Das gemeinsame Ziel, einen starken Impuls zu setzen, wird durch das Grundprinzip des Masterplans und die Gestaltungsfreiheit erreicht.

Das Wichtigste in Kürze:
• Gestaltungsfreiheit
• Maximale Höhe 20 m
• Gestaltungsbaulinien
• Technische Aufbauten sind erlaubt
• Verbindungsbrücken mit Einschränkungen möglich

Grundprinzip

Durch übergeordnete Vorgaben entwickelt das Geviert ein identitätsstiftendes Erscheinungsbild.

• Innen ist es der zentrale Grünraum, ergänzt durch Erdgeschossnutzungen als erweiterter Begegnungsraum mit Personalrestaurants, Kinderkrippen und Dienstleistungszonen.

• Aussen sind es die Gebäudekanten sowie die Allee entlang des Hegenheimermattweges.

Die Masterplanrichtlinien sind so formuliert, dass sich innerhalb der Baubereiche eine grosse Vielfalt von Bautypen realisieren lässt.

Maximale Gebäudevolumen

Höhe: Die Gebäudehöhe beträgt 20 m, sie darf aber von technischen Aufbauten bis zu 3 m überragt werden, wenn diese um das Mass ihrer Höhe von der Fassade zurückgesetzt sind.

Grenzabstände/Gebäudeabstände: Optimales Tageslicht an den Arbeitsplätzen wird erreicht durch erhöhte Grenzabstände, welche im Masterplan gefordert sind.

Gestaltungsbaulinie: Entlang des Hegenheimermattweges und der Kiesstrasse schreibt der Masterplan Gestaltungsbaulinien vor.

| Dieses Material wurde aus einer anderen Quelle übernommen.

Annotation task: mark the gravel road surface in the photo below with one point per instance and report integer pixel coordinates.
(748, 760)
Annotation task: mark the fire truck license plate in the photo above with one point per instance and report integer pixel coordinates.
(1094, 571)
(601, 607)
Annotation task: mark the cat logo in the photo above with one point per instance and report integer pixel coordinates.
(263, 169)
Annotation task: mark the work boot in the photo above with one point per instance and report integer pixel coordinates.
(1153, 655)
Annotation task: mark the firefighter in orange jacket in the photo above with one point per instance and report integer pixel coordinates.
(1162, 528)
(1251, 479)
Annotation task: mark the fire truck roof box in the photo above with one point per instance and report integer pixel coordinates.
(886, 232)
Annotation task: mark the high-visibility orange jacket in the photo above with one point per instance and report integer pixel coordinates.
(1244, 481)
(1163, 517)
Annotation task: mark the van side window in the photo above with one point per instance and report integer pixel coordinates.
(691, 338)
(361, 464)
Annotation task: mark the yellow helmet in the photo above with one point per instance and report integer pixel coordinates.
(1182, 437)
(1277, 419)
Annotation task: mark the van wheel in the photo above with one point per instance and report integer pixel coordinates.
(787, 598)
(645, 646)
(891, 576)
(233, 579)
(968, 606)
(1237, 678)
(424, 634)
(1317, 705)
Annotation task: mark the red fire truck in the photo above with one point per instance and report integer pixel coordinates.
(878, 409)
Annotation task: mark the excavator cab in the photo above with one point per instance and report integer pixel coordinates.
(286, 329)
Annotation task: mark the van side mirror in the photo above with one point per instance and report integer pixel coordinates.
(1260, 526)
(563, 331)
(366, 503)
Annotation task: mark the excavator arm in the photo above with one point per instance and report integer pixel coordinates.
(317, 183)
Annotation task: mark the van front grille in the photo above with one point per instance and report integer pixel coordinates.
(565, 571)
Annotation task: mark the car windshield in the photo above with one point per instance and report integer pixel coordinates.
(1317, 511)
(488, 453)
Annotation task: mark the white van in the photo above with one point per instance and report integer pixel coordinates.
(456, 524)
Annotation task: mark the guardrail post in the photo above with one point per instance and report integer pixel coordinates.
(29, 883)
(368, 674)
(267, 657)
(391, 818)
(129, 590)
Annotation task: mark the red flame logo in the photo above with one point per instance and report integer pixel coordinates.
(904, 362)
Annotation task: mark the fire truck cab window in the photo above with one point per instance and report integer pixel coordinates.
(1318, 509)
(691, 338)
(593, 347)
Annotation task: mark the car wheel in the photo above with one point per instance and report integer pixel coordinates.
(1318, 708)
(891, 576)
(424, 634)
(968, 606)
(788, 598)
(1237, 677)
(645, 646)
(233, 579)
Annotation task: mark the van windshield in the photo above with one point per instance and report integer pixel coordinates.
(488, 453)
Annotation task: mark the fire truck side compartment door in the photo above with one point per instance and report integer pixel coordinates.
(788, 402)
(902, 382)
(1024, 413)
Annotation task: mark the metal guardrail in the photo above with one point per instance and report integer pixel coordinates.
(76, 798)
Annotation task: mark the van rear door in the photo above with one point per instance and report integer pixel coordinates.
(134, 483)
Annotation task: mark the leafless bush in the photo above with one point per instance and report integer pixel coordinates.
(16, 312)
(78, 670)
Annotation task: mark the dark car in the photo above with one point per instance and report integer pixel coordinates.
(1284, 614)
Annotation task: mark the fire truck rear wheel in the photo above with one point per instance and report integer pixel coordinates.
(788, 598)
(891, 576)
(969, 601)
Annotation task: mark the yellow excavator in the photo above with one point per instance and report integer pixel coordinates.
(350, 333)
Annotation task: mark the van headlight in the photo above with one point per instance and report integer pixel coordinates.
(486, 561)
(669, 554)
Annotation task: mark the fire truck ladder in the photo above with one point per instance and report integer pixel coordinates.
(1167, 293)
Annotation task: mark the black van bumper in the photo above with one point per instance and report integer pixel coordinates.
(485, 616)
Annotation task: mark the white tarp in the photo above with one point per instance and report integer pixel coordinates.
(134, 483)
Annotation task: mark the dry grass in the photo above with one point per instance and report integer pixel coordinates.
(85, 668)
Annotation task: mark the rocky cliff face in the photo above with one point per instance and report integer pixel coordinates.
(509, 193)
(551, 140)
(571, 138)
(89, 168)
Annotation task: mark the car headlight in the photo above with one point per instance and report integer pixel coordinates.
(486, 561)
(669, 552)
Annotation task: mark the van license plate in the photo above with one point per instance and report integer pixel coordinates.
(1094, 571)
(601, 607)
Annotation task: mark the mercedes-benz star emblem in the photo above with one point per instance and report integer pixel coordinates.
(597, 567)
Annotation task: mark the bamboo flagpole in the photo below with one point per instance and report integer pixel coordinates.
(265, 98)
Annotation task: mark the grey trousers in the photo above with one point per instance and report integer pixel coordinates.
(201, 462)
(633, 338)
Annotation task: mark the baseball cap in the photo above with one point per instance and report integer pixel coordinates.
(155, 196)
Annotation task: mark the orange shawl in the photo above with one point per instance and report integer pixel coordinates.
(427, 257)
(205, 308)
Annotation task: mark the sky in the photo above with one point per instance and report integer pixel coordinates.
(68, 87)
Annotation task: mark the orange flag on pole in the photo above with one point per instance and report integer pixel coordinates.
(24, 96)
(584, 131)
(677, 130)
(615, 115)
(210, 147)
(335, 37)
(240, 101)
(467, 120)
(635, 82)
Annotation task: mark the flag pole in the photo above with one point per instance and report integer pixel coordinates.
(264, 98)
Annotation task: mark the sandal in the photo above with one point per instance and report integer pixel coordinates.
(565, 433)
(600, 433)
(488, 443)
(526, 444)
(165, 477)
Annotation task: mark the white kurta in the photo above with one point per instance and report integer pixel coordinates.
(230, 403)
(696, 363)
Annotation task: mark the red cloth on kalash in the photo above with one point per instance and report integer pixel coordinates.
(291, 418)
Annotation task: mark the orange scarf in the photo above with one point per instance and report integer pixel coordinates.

Mindestens 80 % der Gebäudefassaden müssen auf der Gestaltungsbaulinie liegen und markieren so die beiden Arealkanten.

Gestaltungsfreiheit: Zonenordnung und ergänzende Richtlinien des Masterplans sind so formuliert, dass sich innerhalb der Baubereiche eine grosse Vielfalt von Bautypen realisieren lässt.